Today Volterra is an industrial, agricultural and tourist centre, with many alabaster workshops. The Piazza dei Priori, market-place since 9C, is one of the most interesting medieval squares in Italy, surrounded by austere palaces: the Palazzo Vescovile, the Palazzo Pretorio with its incorporated Torre del Podestà, the apse of the Cathedral and, next to it, the Palazzo dei Priori, built in 1208-54. The Duomo is a Romanesque building (12C-13C). It is flanked on the left by the Chapel of the Addolorata on which leans a Quattrocento bell-tower. Inside a ciborium by Mino da Fiesole and frescoes by Benozzo Gozzoli. Facing the Cathedral is the Baptistry.

In the Quadrivium dei Buonparenti, of typical medieval inspiration, rise some characteristic Duecento Tower-Houses, one of which is the Buonparenti Tower-House, connected with Buonaguidi Tower along a bridge. In Piazza Inghirani is the Church of San Francesco; inside the Chapel della Croce di Giorno, a Gothic hall frescoed by Cenni di Francesco di Cenni (1410). In the Palazzo Solaini are housed the Pinacoteca and the Civic Museum. There collections of works by Florentine, Sienese and Voterran artists from the 14C-17C, including Domenico Ghirlandaio, Luca Signorelli, Rosso Fiorentino.

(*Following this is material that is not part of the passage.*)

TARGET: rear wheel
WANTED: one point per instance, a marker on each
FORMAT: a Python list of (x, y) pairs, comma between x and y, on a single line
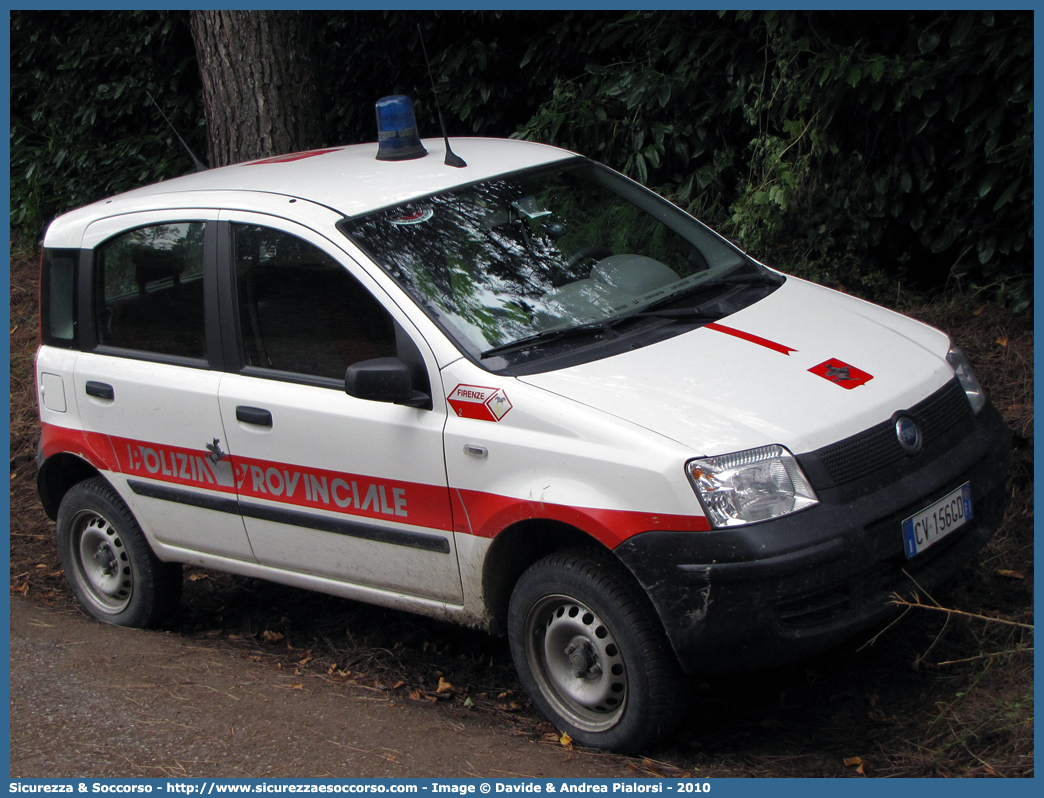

On the highest point of the city rises the grim Fortress, today a prison; at the end of the western ramparts we find the “Enrico Fiumi” Archaeological Park with the remains of an Etruscan-Roman acropolis. The “Mario Guarnacci” Etruscan Museum houses a collection of antiquities from prehistoric times to the Roman Imperial age, with sculptures (“The Shadow of the Evening”, an Etruscan votive bronze figurine of the 3C BC), a vast collection of Etruscan funerary urns in tufa, alabaster and terracotta (the superb “Urn of the Married Pair”, 1C BC) and a collection of coins. The typical Via Matteotti and the Via Porta dell’Arco which leads off from it, with many alabaster workshops, ends at the Arco Gateaway, once part of the Etruscan ramparts of the 4C-3C BC. Well worth a visit are the nearby Balze, an awe-inspiring series of precipices furrowed by gully erosion. Not far off is an Abbey, founded by the Camaldolensians in 1030. A few km away is a medieval hamlet, Montecatini Val di Cecina, with a 12C tower (all that remains of a fortress), the Palazzo Pretorio and a Romanesque-Gothic Parochial Church.